Ce rapport avertit que si la communauté internationale ne prend pas des mesures immédiates, l’émigration forcée pourrait réduire la population chrétienne de la région au cinquième de sa situation d’avant 2014. Cela ferait passer la communauté chrétienne de la catégorie des « vulnérables » à la catégorie critique des « menacés d’extinction ». Avant 2003, les chrétiens étaient 1,5 million et ils seraient, maintenant, autour de 150.000.
Toujours selon l’enquête, 100 % des chrétiens vivant dans la région éprouvent un manque de sécurité et 87 % d’entre eux indiquent même qu’ils le ressentent « beaucoup » ou « considérablement ». Les enquêtes montrent que l’activité violente des milices locales et la possibilité d’un retour de l’État islamique apparaissent comme les principales raisons de cette crainte. 69 % indiquent que c’est la première cause d’une éventuelle migration forcée.
Outre l’insécurité, les chrétiens avancent le manque de perspective d’emploi et de développement économique (70 %), la corruption financière et administrative (51 %) et la discrimination religieuse (39 %) qu’ils ressentent au niveau social, comme les défis actuels qui continuent de pousser les chrétiens à migrer. Les différends entre le gouvernement central de Bagdad et le gouvernement régional du Kurdistan, notables dans certaines zones à majorité chrétienne, renforcent le sentiment d’insécurité.
Une note positive, malgré cela. En 2016, seulement 3,3 % des chrétiens de la plaine de Ninive avaient l’espoir de retourner dans leurs villes et villages, en raison de problèmes de sécurité et du manque de logements. « Aujourd’hui, 36,2 % des chrétiens sont revenus », affirme le père Halemba.
Cet équilibre positif, selon lui, est dû au plan de reconstruction à long terme que l’AED a lancé au début de 2017 pour s’attaquer, avec d’autres organisations, à la réhabilitation des maisons chrétiennes dévastées dans la plaine de Ninive. La fondation internationale a contribué à hauteur de 6,5 millions d’euros pour la reconstruction de 35 % des maisons, soit un total de 2.860 maisons dans six villes et villages.

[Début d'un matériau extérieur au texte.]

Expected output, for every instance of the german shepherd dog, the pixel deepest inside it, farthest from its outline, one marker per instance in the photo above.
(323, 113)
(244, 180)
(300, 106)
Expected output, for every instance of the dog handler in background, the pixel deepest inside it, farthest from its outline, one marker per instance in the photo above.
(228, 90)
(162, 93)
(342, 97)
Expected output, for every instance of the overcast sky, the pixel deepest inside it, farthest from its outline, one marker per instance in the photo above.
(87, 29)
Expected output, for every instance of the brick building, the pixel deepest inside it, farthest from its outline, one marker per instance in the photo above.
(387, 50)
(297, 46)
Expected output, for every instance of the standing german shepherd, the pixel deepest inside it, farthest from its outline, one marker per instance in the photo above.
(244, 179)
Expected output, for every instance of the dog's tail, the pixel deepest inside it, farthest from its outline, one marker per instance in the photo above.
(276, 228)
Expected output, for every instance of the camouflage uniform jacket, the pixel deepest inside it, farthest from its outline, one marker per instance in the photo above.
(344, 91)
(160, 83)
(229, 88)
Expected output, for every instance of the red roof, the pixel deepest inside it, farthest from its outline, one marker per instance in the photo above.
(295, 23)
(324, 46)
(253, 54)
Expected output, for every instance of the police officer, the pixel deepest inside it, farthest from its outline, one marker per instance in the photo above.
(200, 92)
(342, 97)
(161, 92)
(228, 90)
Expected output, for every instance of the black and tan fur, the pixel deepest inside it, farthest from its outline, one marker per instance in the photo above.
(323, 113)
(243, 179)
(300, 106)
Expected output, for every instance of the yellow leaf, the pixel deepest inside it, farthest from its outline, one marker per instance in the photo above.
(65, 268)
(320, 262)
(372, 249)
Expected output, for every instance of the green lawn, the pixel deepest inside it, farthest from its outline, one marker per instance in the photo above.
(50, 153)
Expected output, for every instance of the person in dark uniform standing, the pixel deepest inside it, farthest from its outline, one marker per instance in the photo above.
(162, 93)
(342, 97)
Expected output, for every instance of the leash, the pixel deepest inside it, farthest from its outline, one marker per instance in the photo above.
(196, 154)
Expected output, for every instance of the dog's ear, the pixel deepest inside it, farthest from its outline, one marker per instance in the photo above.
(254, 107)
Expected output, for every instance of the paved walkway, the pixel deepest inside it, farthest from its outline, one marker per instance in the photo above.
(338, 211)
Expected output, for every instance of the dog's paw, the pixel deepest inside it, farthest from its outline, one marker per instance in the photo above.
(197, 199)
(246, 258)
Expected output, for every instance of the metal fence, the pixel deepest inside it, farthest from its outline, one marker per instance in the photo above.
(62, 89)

Outre les mesures favorisant le développement économique, le responsable des projets de l’AED au Moyen-Orient appelle à « une représentation permanente des chrétiens au sein des autorités nationales et locales pour assurer la défense de leurs droits fondamentaux, en particulier le droit à l’égalité de citoyenneté », ce qui n’est pas le cas aujourd’hui.